VISIONI E NON SOLO VEDUTE. Le sue non sono semplicemente vedute della città, ma autentiche visioni. Perché presentano delle immagini inattese attraverso prospettive impossibili di Vicenza: mettono insieme quello che l’occhio umano da solo non riuscirebbe a vedere. Ne esce un’immagine deformata della città, una realtà aumentata come si definisce oggi il prodotto fra informatica e reale. Perché, duecento anni prima del bit, è esattamente quello che fa lui: va oltre i confini della rappresentazione conosciuta e aumenta la realtà. Le incisioni di Cristoforo Dall’Acqua diventano così l’anatomia di una città sognata, non solo la descrizione di quella Vicenza, la sua, che esisteva nel Settecento. C’è un’anima nelle sue vedute, che, a saperla leggere, racconta parecchio anche del carattere della città. L’anima che le agita, a ben guardare, è la stessa caratteristica che si riscontra nelle vedute di Vicenza di Neri Pozza: “Come in Giotto e Cezanne quando la veduta si diventa visione si capisce la differenza tra illustratore e artista”. Lo spiegava a proposito di Pozza un trentacinquenne Vittorio Sgarbi, che firma nel 1987 la prefazione al catalogo delle sue incisioni: l’aveva scelto proprio Pozza, che aveva intravisto in quel giovane delle qualità rare. La diagnosi di Sgarbi diventa vera anche a proposito di Dall’Acqua: la sua città ha un’anima, la sua veduta diventa visione. C’è un filo rosso, quindi, che collega i due autori distanti quasi 200 anni – e sono gli unici due che realizzano questa impresa – mentre un terzo collega, Marco Moro, che pure racconta la Vicenza dell’Ottocento, ha un’impostazione differente: Moro, infatti, disegna singoli palazzi, propone gemme architettoniche, ma non offre una veduta della città. Tantomeno una visione.

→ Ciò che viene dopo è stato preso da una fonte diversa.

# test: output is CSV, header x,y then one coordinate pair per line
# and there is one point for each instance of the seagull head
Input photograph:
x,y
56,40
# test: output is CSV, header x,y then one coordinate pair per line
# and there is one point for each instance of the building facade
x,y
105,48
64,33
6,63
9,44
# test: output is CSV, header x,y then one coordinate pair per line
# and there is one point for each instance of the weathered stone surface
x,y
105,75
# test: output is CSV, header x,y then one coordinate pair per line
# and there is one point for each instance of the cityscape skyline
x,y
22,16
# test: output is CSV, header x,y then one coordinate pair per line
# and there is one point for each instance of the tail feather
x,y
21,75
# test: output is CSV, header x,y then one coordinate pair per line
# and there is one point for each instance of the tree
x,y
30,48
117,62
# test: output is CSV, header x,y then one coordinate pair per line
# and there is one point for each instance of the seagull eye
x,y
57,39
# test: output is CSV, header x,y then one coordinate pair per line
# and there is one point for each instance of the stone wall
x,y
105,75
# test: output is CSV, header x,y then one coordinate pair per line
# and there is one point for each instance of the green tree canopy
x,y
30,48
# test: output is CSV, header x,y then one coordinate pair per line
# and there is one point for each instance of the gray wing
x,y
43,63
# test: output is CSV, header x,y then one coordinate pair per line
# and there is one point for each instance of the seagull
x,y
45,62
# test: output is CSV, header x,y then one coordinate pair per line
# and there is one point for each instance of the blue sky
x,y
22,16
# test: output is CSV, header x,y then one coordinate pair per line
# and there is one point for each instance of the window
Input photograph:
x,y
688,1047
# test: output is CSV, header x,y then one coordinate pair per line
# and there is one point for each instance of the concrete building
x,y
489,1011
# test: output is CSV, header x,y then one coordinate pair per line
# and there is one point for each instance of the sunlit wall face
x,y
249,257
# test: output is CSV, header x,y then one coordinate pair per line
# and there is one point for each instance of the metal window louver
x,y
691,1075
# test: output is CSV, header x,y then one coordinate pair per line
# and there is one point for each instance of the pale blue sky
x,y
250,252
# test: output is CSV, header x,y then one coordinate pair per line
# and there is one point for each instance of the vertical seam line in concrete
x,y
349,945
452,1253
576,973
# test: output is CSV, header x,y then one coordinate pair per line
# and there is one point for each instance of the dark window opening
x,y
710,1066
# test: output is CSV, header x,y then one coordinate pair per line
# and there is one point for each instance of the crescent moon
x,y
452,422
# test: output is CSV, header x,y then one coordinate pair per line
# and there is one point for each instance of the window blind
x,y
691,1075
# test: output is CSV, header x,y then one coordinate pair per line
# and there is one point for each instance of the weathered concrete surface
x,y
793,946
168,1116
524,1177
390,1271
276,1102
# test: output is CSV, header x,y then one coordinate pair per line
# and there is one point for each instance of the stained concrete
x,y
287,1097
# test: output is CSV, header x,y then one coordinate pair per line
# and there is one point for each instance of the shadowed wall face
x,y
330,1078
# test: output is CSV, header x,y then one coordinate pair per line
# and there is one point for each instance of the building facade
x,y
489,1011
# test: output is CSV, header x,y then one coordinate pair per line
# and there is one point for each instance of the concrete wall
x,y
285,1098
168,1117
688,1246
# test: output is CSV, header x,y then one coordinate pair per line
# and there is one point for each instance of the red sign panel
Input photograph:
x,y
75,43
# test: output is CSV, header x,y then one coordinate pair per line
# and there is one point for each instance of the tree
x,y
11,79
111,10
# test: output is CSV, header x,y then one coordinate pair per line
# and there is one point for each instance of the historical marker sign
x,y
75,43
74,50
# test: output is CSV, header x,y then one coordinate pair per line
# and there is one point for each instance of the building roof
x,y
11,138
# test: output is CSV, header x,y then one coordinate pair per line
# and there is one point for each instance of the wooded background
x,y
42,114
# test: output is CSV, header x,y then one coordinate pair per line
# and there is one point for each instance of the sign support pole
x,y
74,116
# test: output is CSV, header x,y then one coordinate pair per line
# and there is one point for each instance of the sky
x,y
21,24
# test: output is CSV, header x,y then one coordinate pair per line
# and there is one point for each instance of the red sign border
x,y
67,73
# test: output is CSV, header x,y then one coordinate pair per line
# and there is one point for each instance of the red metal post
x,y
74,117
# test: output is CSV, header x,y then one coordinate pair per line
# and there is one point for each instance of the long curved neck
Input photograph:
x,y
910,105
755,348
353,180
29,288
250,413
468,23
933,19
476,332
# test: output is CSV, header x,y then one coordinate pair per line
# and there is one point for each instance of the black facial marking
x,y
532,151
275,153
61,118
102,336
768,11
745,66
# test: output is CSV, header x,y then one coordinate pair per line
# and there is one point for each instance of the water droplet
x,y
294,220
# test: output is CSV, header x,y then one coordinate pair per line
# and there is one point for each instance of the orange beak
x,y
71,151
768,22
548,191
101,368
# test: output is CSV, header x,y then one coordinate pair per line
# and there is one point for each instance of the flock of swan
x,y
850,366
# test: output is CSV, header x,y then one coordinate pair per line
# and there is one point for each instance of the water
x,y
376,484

LA MOSTRA. A palazzo Cordellina in contrà Riale a Vicenza, fino al 23 giugno, nella sede d’onore della Bertoliana è allestita la prima mostra scientifica di ampio respiro su Cristoforo Dall’Acqua. Si tratta di un’esposizione di alto livello, sia per i contenuti e sia per l’eleganza dell’allestimento. Intitolata “Vicenza in scena. Realtà e visione nelle vedute di Cristoforo Dall’Acqua”, è curata da Laura Sbicego e da Chiara Bombardini, funzionaria della biblioteca la prima, studiosa dell’artista la seconda al punto da dedicargli un “phd” all’università. Incisioni, libri, dipinti raccontano la vita – non sempre facile – di questo artista, tanto noto a Vicenza (le riproduzioni delle sue incisioni si trovano dappertutto, anche nei bar) quanto finora poco esplorato e conosciuto. E’ la prima mostra della presidenza di Chiara Visentin alla Bertoliana. Come si dice: se il buongiorno si vede dal mattino…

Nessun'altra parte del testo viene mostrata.